Scale-Up (OLTP)---a Technical Reference Guide for Designing Mission-Critical OLTP Solutions
Want more guides like this one? Go to Technical Reference Guides for Designing Mission-Critical Solutions. |
Most applications are designed for good scale-up performance because the design techniques for scale-up are reasonably well understood and are easier to develop and deploy than those for scale-out. (For example, review the bWin case study to understand the scale-up capability achieved by a customer - the link is provided below.)
However, more and more scale-out architectures are being adopted for large-scale deployments in which the expected number of concurrent users is huge and the total cost of ownership (TCO) must be kept low. Good design for scale-up is of utmost importance for both scale-up and scale-out because individual segments of a federated database or application have to perform well for the entire federation to be scalable at a reasonable cost.

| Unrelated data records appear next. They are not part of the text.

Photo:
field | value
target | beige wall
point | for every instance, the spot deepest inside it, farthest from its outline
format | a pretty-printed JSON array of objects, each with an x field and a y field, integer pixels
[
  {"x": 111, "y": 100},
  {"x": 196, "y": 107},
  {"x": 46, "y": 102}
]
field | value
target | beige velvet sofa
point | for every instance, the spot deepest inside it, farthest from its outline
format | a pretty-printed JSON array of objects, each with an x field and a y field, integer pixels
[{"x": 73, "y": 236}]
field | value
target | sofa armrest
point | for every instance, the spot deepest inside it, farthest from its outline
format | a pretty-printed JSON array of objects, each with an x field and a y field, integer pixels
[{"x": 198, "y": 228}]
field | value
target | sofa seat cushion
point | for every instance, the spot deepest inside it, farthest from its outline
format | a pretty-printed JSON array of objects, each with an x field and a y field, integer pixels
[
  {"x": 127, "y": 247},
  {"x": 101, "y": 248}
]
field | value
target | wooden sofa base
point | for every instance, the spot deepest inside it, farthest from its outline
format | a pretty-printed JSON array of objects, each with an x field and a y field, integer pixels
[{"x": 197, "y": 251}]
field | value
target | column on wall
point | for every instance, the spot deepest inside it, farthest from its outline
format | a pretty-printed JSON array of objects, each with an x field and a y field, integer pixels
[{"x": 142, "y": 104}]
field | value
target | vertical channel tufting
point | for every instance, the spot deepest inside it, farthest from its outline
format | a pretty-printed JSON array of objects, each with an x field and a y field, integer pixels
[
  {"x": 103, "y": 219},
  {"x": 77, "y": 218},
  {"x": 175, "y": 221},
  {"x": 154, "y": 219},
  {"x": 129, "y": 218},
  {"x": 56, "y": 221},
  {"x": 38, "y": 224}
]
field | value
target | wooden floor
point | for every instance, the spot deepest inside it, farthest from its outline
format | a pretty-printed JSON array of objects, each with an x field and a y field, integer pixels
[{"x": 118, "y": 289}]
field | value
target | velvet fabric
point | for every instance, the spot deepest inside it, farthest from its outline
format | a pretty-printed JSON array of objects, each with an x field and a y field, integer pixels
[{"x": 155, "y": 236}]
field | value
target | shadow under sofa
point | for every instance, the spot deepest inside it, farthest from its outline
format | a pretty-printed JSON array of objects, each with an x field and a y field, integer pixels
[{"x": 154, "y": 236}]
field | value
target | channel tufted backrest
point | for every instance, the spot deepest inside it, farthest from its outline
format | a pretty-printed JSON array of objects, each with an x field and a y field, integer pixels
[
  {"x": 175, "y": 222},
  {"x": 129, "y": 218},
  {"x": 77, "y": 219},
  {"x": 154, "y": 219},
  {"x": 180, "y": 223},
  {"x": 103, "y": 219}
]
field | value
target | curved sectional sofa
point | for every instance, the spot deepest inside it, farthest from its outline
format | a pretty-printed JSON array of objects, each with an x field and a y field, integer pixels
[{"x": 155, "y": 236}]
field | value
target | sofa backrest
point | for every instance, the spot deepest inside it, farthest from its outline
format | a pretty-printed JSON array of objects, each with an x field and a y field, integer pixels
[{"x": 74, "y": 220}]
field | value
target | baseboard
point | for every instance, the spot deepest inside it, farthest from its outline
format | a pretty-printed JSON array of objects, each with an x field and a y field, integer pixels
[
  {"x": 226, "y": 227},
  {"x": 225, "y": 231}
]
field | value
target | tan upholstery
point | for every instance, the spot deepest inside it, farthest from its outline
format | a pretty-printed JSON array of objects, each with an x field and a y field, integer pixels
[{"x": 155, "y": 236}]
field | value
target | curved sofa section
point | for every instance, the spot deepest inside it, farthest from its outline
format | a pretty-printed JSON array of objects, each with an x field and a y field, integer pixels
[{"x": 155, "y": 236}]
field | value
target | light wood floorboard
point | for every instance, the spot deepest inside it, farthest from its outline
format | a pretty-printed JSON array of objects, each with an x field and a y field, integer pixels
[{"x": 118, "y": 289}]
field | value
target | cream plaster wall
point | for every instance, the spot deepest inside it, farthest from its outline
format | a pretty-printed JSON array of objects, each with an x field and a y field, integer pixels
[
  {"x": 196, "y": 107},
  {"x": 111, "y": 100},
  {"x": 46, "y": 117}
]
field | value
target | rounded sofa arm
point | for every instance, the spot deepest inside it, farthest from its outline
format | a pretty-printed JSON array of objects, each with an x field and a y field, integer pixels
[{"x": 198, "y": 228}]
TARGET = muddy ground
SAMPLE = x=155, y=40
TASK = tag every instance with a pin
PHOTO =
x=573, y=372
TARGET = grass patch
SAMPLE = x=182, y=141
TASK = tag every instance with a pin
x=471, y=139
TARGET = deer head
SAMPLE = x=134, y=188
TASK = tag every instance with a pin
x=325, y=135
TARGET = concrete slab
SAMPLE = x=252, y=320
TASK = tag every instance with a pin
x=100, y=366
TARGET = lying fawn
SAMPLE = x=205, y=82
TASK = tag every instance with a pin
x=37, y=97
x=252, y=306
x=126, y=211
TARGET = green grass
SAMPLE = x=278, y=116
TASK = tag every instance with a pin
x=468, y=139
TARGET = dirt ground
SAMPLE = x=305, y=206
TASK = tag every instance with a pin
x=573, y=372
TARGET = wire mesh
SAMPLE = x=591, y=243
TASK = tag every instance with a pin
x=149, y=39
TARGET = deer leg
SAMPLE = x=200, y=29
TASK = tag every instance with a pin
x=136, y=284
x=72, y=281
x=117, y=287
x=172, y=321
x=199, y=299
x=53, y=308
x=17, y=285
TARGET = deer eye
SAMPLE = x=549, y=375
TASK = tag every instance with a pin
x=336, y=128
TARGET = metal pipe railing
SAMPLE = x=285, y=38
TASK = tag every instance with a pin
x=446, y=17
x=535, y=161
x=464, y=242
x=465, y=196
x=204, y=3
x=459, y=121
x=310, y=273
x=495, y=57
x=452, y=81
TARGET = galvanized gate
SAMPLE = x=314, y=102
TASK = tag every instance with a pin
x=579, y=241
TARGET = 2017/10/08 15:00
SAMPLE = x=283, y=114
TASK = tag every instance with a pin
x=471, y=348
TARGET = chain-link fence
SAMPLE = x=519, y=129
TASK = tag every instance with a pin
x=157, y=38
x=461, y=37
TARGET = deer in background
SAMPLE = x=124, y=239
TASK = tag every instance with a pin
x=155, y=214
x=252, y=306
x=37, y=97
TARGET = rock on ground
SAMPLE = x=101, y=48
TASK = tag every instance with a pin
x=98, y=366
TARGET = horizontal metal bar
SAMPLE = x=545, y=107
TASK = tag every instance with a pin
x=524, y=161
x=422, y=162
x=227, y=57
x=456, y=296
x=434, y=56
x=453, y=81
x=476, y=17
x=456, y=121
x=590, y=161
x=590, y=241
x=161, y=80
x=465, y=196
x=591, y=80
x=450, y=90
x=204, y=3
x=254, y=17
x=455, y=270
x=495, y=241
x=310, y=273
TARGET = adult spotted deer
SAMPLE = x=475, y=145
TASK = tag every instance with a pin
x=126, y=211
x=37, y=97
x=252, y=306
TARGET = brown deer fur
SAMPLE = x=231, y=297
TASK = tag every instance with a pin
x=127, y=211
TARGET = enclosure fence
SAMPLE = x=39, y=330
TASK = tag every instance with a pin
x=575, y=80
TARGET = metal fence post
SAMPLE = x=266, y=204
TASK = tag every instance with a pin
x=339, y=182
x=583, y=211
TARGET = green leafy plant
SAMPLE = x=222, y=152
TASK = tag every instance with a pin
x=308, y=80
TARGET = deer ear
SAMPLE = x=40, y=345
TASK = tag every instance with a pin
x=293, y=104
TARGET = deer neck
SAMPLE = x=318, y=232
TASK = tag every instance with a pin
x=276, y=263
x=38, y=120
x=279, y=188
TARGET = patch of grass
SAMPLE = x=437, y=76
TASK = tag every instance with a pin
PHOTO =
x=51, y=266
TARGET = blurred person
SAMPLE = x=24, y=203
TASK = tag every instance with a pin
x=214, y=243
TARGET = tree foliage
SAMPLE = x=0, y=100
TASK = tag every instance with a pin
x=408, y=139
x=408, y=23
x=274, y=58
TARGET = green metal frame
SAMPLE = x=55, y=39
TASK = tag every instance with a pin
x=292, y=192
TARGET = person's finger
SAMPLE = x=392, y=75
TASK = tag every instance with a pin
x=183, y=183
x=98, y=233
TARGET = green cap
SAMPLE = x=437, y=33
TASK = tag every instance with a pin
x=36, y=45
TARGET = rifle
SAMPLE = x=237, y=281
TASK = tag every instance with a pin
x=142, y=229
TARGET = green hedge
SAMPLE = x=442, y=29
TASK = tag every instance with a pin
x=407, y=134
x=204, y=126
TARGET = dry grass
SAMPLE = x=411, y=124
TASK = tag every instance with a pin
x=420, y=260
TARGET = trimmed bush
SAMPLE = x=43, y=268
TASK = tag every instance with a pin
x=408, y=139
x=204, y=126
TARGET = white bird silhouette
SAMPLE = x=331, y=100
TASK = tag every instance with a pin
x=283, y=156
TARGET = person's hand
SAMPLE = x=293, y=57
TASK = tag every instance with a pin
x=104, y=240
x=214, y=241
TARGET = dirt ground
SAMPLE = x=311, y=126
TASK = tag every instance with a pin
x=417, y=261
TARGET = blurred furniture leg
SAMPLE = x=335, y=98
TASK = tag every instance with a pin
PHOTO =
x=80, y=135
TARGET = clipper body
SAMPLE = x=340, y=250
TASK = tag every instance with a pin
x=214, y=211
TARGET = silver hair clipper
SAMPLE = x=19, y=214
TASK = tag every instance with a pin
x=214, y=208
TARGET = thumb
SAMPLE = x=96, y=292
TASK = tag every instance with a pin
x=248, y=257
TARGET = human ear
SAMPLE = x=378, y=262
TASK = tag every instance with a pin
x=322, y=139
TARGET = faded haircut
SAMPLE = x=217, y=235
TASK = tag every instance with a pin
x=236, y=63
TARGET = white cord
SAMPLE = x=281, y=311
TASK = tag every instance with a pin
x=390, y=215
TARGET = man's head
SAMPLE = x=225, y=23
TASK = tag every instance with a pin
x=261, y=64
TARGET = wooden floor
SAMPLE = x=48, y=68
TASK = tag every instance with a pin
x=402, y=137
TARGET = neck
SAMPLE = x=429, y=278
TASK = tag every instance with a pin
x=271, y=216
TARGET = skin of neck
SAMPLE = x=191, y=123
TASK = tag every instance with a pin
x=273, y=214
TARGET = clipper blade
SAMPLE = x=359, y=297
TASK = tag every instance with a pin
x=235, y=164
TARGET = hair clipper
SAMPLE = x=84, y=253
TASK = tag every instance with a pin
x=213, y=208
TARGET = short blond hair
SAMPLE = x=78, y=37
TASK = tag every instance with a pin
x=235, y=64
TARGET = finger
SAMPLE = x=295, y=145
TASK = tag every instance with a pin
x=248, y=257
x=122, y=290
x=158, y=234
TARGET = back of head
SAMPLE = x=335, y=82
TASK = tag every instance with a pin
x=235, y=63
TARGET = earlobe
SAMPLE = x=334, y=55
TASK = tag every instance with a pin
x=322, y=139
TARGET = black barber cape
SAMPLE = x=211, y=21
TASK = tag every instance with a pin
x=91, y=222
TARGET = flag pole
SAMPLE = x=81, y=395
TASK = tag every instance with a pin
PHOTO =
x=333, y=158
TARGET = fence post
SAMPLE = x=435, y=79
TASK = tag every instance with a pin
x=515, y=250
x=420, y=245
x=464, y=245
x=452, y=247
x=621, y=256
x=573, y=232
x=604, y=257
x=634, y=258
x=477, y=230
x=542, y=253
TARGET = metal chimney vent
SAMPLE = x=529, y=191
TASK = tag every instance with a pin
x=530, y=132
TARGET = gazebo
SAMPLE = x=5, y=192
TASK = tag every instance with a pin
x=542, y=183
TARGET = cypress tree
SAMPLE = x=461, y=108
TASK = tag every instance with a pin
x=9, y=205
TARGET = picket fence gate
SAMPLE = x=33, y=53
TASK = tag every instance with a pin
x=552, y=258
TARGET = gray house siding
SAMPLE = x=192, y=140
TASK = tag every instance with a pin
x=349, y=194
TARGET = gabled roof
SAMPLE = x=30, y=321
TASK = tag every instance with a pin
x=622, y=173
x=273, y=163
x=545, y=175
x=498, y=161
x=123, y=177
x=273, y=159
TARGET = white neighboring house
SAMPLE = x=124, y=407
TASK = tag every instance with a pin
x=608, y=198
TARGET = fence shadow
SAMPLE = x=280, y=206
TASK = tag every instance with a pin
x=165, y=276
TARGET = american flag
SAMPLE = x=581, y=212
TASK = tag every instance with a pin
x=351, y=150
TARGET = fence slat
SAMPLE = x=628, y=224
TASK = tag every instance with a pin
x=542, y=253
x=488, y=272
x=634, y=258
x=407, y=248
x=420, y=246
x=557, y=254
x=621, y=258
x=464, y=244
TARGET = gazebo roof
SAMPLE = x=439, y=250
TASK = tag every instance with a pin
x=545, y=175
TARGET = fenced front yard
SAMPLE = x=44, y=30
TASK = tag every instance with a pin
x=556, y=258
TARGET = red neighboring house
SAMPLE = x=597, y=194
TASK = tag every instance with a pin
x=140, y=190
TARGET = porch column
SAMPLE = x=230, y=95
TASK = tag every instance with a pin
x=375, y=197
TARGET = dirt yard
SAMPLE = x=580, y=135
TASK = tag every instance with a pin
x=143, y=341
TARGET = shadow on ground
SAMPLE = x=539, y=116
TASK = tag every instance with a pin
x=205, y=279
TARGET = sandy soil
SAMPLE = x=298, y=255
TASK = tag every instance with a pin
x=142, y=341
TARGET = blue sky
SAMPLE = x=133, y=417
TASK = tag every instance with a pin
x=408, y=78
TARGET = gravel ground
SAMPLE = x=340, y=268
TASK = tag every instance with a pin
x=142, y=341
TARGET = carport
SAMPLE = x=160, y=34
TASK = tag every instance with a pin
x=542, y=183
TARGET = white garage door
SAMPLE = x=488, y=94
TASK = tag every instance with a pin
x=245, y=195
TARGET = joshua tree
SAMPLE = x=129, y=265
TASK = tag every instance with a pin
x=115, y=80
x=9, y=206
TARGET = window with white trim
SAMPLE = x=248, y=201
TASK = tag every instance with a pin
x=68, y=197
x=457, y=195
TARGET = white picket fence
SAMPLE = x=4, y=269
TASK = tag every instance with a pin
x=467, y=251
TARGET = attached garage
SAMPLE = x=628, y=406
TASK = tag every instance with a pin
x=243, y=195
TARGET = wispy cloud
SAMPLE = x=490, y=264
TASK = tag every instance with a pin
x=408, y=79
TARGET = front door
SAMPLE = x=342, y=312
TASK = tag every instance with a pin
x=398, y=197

The system scalability is dependent on several components, including: the database management system (DBMS) engine, the configuration settings, the database schema, and application design. Some would argue that the database schema and the application design are more important that the database engine component. Therefore, be sure that the application component gets sufficient emphasis and resources to make the system scalable.
Best Practices
The following resources provide examples of customer scenarios for scale-up solutions, in addition to general scale-up reference material. (Note that the full URLs for the hyperlinked text are provided in the Appendix at the end of this document.)
The SQL customer advisory team (SQL CAT) blog post Analyzing I/O Characteristics and Sizing Storage Systems for SQL Server Database Applications1 discusses input/output (I/O) in relation to Microsoft SQL Server database applications.
The SQL CAT blog post Data Compression: Strategy, Capacity Planning and Best Practices2 explains how the data compression feature in the SQL Server 2008 database software can help reduce the size of the database and improve the performance of I/O intensive workloads. Note that I/O is one of the most common bottleneck in current SQL Server systems.
The white paper The Data Performance Guide 20083 describes techniques for bulk loading large data sets into SQL Server.
The SQL CAT blog posts Tuning the Performance of Backup Compression in SQL Server 20084 and Tuning Backup Compression Part 25 provide guidance related to tuning options for backup performance, and discuss how backup compression interacts with other features of SQL Server 2008.
The white paper Troubleshooting Performance Problems in SQL Server 20086 provides step-by-step guidelines for diagnosing and troubleshooting common performance problems using publicly available tools such as SQL Server Profiler, Microsoft Performance Monitor, dynamic management views, and SQL Server Extended Events and the data collector.
The SQL CAT blog post Resolving PAGELATCH Contention on Highly Concurrent INSERT Workloads7 describes the process of diagnosing a problem and then using table partitioning to work around it.
Managing SQL Server Workloads with Resource Governor 8 is a good starting point for understanding how Resource Governor can help in scaling up. Additionally, review the Support Engineers blog Resource Governor and MAXDOP, Parallel plan generation9 for practical pointers.
The SQL CAT post Scripts and Tools for Performance Tuning and Troubleshooting SQL Server 200510 is a toolbox full of information to make performance tuning and troubleshooting easier.
The SQL CAT blog post Top SQL Server 2005 Performance Issues for OLTP Applications11 discusses some of the top performance bottlenecks for OLTP applications.
See DBCC Checks and Terabyte-Scale Databases12 for best practices on Database Console Command (DBCC) checks and terabyte-scale databases. Note that it is very important to regularly run DBCC in very large databases (VLDBs).
The white paper Service Broker: Performance and Scalability Techniques13 describes a large scale customer scenario and the techniques employed in scaling SQL Server Service Broker to process tens of thousands of messages per second on one server.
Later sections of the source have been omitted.